Hcopper=KcA(100C-T)/Lc
Hsteel= KsA(100C-T)/Ls
Hbrass= KbA(100C-t)/Lb
not sure whether this is a parallel or series junction; if parallel then the common end temperatures 100 C and T make sense; if not you need unknowns for the intermediate temperatures, and you'll get some simultaneous equations
=(385)(100-T)/0.130=(50.2)(T-0)/0.240=(109)(T-0)/0.18
=38500-385T/0.130=50.2/0.240=(109)(T-0)/0.180
=38500-385T/0.130=50.2T+385T-109.0T/0.240=0.180
= 29615.4=326.2T=0.180
=29615.22/326.2=91 degrees C
(B)Heat Current in each rod?
Hc=(385)(100-91)/0.130= 3465/0.130= 26,652.8
Hs=(50.2)(91-0)/(0.240)=4568.2/0.240=19034.2
Hb=(109)(91-0)/0.18= 9919/0.180= 55,105.6"
You have the right relationships here, but the setup and the goal of the problem is unclear. If you can clarify I can comment further.
Your work looks pretty good. It certainly appears that you're up to the level of this course, and you're communicating a lot of good information.

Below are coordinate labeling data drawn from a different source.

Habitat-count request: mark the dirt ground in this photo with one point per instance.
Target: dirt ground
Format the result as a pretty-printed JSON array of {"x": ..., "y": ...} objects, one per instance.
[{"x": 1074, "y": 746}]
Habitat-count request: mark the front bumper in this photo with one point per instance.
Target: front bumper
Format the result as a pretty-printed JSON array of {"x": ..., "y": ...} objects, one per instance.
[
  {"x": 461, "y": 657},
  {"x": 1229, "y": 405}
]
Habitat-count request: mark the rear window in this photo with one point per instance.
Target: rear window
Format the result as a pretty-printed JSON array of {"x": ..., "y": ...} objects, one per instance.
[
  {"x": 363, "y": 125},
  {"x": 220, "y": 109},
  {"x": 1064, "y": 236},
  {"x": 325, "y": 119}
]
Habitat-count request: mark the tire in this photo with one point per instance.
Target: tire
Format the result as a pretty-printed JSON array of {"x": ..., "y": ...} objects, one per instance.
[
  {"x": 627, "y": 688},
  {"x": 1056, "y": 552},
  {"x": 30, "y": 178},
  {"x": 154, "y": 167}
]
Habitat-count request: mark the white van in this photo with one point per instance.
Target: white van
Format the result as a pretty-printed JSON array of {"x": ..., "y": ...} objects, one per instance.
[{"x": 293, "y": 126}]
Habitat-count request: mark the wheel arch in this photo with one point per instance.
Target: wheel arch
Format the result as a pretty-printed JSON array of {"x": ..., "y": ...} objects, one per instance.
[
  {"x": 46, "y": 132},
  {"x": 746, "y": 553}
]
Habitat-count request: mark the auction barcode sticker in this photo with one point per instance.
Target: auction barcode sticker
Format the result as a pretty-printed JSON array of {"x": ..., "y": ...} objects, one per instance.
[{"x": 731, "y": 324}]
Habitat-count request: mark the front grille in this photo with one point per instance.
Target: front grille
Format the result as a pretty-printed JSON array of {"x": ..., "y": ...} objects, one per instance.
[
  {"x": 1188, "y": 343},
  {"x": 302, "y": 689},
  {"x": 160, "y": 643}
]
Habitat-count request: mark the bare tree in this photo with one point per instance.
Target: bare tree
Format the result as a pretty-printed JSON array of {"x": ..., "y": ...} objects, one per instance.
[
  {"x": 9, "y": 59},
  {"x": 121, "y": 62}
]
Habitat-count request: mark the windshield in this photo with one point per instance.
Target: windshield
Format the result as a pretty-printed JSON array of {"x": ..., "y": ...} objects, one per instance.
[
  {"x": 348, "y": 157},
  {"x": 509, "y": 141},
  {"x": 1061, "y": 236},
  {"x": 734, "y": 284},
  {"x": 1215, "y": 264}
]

I don't carry a copy of the text around, and unfortunately don't have electronic copies of the problem statements (which would be easier for both of us). So I've reverse-engineered your solutions as best I could from the information you've provided.
This should give you a good idea of what I need to see when you submit work of this nature. You're telling me 90% of what I need to know, and it should be easy to insert the rest.
I'll look over the other questions you've sent, but won't have time to reverse-engineer all of them (the 20 minutes I spent doing so on this assignment is the most fun I've had today, and I mean that seriously, but other students are waiting), so when they're posted at your access page later this evening it will usually be with a note asking you to insert a little more information and resubmit. I will however comment if I see any place where you clearly seem to be off track.